The hospital hadn’t been quiet. My voice hadn’t been weak. Fuck, my brother hadn’t been mumbling. My ears took the brunt of the damage and weren’t much more than ornamental, thanks to shitty truck maintenance.
The truck in question had lost its brakes on the hill and forced me off the road. The doctor said my memory was blocked because it was how our bodies sometimes protected us when theworst happened, and I should be grateful not to remember the details.
Only he didn’t say it in words, because I couldn’t hear even if he shouted. Every person who spoke to me sounded like Charlie Brown’s teachers talking to his class, if that clear. Instead, he typed them out on his laptop, displaying the words on the TV screen across from me so everyone could “hear” his answers.
Now that my lungs were cleaned out and my nose no longer being fed oxygen, I could scent the familiar smell of human disinfectants. Best of all, I could speak without coughing. That part wasn’t broken; it had been me not hearing myself, paired with smoke-filled lungs. I held on to that because it was the closest thing to good news I had.
My ears were done. The damage wouldn’t get worse, but there was no coming back from it. I hadn’t been able to shift in time to fix them. Heck, I still hadn’t been able to shift at all. And unlike the rest of my body, which was healing the way shifter bodies did, they weren’t improving at all.
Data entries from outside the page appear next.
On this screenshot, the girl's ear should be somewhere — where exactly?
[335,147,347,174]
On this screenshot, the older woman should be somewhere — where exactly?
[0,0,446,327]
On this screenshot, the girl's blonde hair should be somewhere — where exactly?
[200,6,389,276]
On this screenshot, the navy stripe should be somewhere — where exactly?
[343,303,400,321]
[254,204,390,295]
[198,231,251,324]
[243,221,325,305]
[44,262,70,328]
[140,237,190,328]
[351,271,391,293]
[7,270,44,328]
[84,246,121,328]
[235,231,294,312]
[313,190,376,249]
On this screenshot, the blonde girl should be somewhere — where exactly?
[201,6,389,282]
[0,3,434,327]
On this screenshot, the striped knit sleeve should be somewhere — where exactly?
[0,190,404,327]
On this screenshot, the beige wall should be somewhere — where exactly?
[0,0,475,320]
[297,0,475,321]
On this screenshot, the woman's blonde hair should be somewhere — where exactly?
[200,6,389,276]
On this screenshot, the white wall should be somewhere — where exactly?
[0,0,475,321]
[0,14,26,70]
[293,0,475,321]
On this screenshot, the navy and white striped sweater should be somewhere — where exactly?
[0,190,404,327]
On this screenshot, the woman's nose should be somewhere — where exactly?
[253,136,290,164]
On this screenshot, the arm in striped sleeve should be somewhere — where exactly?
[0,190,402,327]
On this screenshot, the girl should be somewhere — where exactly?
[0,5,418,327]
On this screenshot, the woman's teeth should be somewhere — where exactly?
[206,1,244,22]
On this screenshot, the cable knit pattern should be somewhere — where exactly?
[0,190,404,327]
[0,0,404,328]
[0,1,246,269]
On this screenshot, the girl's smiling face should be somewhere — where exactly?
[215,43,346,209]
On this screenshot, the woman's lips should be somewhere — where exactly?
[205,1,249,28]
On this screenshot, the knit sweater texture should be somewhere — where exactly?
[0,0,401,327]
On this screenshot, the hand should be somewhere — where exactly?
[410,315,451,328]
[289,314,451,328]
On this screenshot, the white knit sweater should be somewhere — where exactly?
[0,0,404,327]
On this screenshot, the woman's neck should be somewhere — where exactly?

The doctor gave a big, long explanation as to what kind of hearing loss I had and how it happened, but most of the words were ones I didn’t know. I nearly asked him to print it out. He’d taken the time to type it, so why not? But I couldn’t.
Instead, I cried. Cried at the loss.
Over the next two months, I went back to my daily life. I had hearing aids, and they worked well-ish. I didn’t pick up on everything people said. Some of the sounds were distorted. But when they were in, I could get by.
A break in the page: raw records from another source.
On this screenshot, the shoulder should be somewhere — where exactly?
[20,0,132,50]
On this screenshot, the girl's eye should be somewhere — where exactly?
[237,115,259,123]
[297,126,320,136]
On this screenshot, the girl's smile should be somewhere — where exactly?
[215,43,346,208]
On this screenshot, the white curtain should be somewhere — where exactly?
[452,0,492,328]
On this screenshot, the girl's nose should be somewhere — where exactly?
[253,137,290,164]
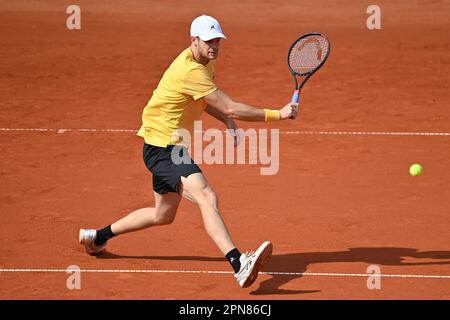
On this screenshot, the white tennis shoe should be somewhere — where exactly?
[234,241,273,288]
[79,229,107,255]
But getting by wasn’t enough for me to take over my father’s role. He promised me it was fine, that we’d figure it out, but I knew the truth. I was broken, and a broken alpha put the fluffle at risk.
“Dirk.” I took my brother’s hand. “Walk with me.”
This would normally be a conversation we’d have after a shift. We’d play and then end up down by the river. That had always been our way.
But now, if I shifted, I couldn’t hear. I had no way of sensing the dangers around us, not all of them, anyway, and then what good would it do? We’d end up at the riverbank, and he’d talk to me, and I’d…I’d hear not a thing.
Dirk came with me. I suspected he knew what was happening. Each day, we came closer to the time when my father was to step down, and, by fluffle law, I was the one to take the spot.